An academic battalion (batalhão académico) is a type of military unit formed by university students and lecturers, in the scope of the histories of Portugal and Brazil. The first of such units was formed in 1808, within the University of Coimbra, to fight the French invaders, during the Peninsular War. This original academic battalion would inspire the creation of latter similar units, both in Portugal and in Brazil.
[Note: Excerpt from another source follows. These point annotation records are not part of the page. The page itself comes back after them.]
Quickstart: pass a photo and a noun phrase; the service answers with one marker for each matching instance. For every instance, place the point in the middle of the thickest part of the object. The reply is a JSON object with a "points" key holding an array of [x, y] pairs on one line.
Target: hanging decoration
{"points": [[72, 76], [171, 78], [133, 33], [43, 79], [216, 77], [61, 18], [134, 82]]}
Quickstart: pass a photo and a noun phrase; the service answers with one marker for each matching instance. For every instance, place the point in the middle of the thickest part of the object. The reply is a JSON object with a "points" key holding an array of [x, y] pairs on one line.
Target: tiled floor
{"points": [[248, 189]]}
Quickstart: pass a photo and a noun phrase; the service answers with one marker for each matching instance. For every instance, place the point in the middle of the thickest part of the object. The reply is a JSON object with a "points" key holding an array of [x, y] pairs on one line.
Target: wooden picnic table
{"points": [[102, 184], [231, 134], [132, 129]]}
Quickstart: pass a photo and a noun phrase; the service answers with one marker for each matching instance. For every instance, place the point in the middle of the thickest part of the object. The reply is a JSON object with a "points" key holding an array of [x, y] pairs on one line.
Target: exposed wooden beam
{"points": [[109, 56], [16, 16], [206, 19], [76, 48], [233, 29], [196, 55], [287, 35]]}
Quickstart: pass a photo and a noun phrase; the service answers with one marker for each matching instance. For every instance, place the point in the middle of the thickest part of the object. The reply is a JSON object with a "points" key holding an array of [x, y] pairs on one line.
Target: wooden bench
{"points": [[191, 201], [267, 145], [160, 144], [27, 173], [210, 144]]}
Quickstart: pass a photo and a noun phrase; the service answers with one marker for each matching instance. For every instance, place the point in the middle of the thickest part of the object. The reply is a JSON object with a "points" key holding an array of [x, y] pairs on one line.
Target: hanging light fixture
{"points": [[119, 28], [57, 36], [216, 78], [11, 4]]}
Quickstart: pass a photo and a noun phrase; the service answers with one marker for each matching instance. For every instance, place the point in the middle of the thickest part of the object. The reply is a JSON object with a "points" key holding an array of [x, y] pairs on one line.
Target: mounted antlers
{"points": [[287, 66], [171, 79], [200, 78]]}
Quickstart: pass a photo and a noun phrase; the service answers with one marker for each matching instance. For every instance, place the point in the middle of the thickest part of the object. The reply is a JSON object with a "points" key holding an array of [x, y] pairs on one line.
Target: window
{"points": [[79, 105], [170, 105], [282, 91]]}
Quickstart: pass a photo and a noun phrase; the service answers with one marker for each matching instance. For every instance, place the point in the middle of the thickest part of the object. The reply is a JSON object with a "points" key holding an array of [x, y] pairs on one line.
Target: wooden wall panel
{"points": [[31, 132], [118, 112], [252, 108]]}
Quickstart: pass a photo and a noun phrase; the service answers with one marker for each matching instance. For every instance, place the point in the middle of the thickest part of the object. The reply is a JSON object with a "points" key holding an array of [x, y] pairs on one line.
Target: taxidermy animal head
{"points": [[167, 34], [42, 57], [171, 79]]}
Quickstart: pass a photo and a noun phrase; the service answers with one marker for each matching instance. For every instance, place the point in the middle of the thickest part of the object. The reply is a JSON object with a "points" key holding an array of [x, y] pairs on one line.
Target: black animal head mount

==List of historical academic battalions==
1. Academic Battalion of the University of Coimbra (known as the "Academic Battalion of 1808") – formed in 1808 with teachers and professors of the University of Coimbra. It participated in several military operations of the Peninsular War;
2. Academic Volunteers Battalion – formed in 1826 in Coimbra, to support the Liberal forces that were fighting the absolutists;
3. Academic Battalion (known as the "Academic Battalion of 1828") – formed in Coimbra in 1828, in the scope of the Liberal Wars (1828–1834). It fought on the side of the Liberal army against the Miguelites;
4. Academic Battalion (known as the "Academic Battalion of 1846") – formed in 1846, in the scope of the Portuguese civil conflicts known as the Patuleia. It supported the Septembrists against the Cartists led by the Duke of Saldanha;
5. Academic Battalion (known as the "Academic Battalion of the Paraguayan War") – formed in Brazil in the scope of the Paraguayan War, being integrated in the corps of Fatherland Volunteers (Voluntários da Pátria);
6. Academic Battalion (known as the "Academic Battalion of the Revolta da Armada") – formed in Brazil in the scope of the Revolta da Armada (Naval revolt);
7. Academic battalions – three academic battalions formed, respectively, in Lisbon, Coimbra and Oporto, in 1919, in the scope of the Monarchic Revolution and civil conflict that led to the establishment of the Monarchy of the North. The academic battalions of Lisbon and Coimbra aligned on the Republican side, while the battalion of Oporto aligned on the Monarchic side.